Evrensel yazarı Yücel Özdemir, Avrupa Parlamentosu'nun (AP), Türkiye ile Avrupa Birliği (AB) arasındaki üyelik müzakerelerinin geçici olarak dondurulması çağrısı yapan karar taslağını kabul etmesiyle ilgili olarak "Her şeye rağmen, AB’nin yönetici güçleri ve ülkeleri Erdoğan’ı karşılarına alıp ipleri koparma niyetinde değil. Erdoğan da bütün gücünü bundan alıyor. Bu nedenle esip gürlüyor. Başta Almanya olmak üzere pek çok AB üyesi ülkenin ekonomik, siyasi, askeri çıkarlarını bir yana bırakıp, demokrasi ve insan hakları için Türkiye ile ilişkilerini koparmayacağı ortada.
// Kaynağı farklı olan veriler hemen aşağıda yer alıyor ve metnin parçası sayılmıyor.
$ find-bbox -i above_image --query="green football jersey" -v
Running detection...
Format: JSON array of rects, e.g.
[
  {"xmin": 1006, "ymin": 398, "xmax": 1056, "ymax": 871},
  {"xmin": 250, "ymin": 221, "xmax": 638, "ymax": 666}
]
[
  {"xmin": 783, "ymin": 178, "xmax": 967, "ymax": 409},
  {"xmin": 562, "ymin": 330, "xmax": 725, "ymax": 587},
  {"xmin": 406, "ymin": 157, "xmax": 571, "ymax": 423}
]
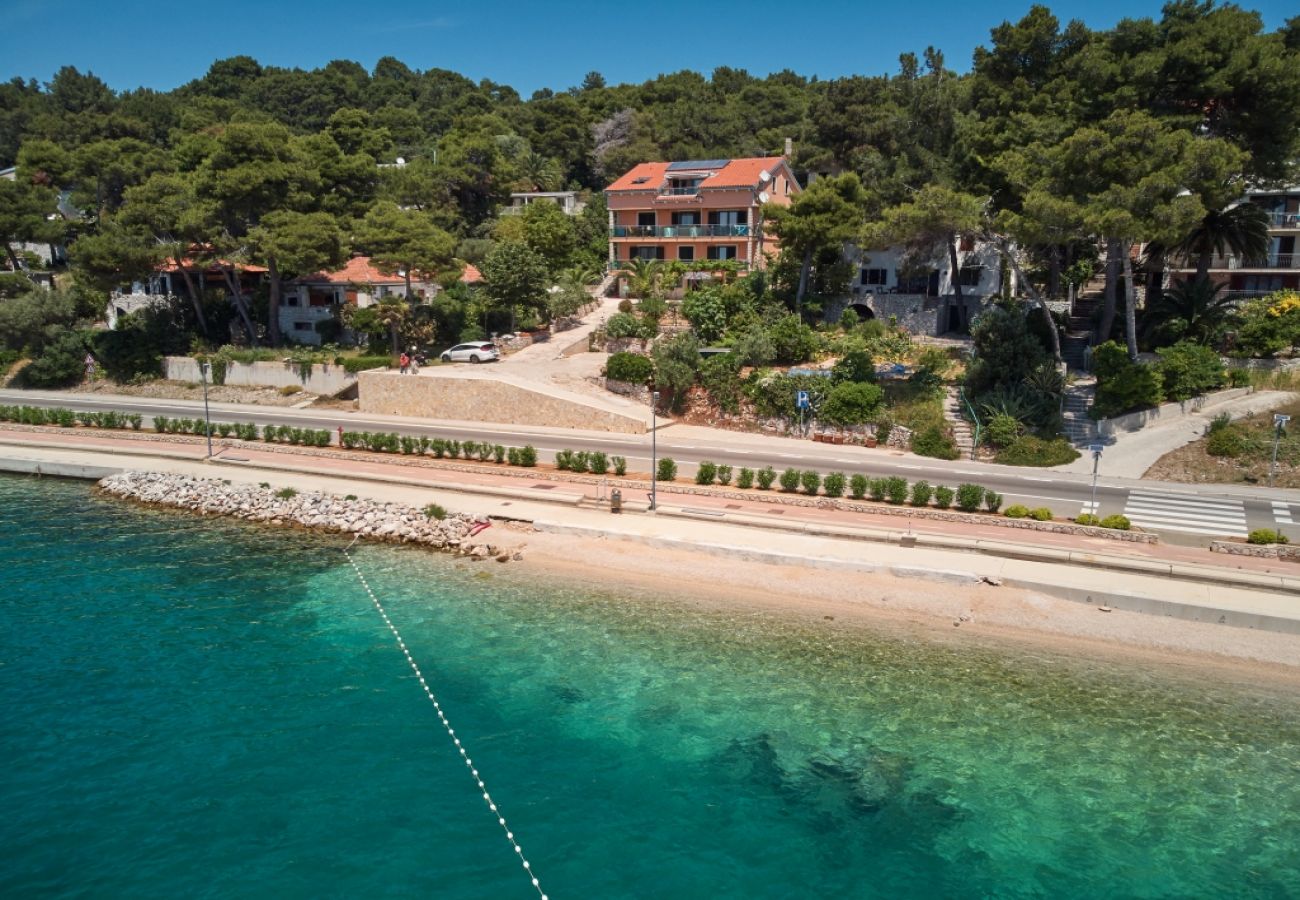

Benzer bir durum ırkçı-yabancı düşmanı hükümetlerin kurulduğu Macaristan, Polonya’da da yaşanmıştı" görüşünü savundu.
Yücel Özdemir'in "AP kararın arkasında durabilecek mi?" başlığıyla yayımlanan (25 Kasım 2016) yazısı şöyle:
Strasbourg’da dün toplanan Avrupa Parlamentosu, Türkiye’deki otoriter gidişe karşı önemli bir karar aldı. Salı günü AP’de yapılan tartışmalara katılan parlamentodaki 8 fraksiyon temsilcisi, Türkiye’de temel hak ve özgürlüklere, hukuk devletine vurulan darbeler nedeniyle AB ile üyelik müzakerelerinin “dondurulmasını” talep etti.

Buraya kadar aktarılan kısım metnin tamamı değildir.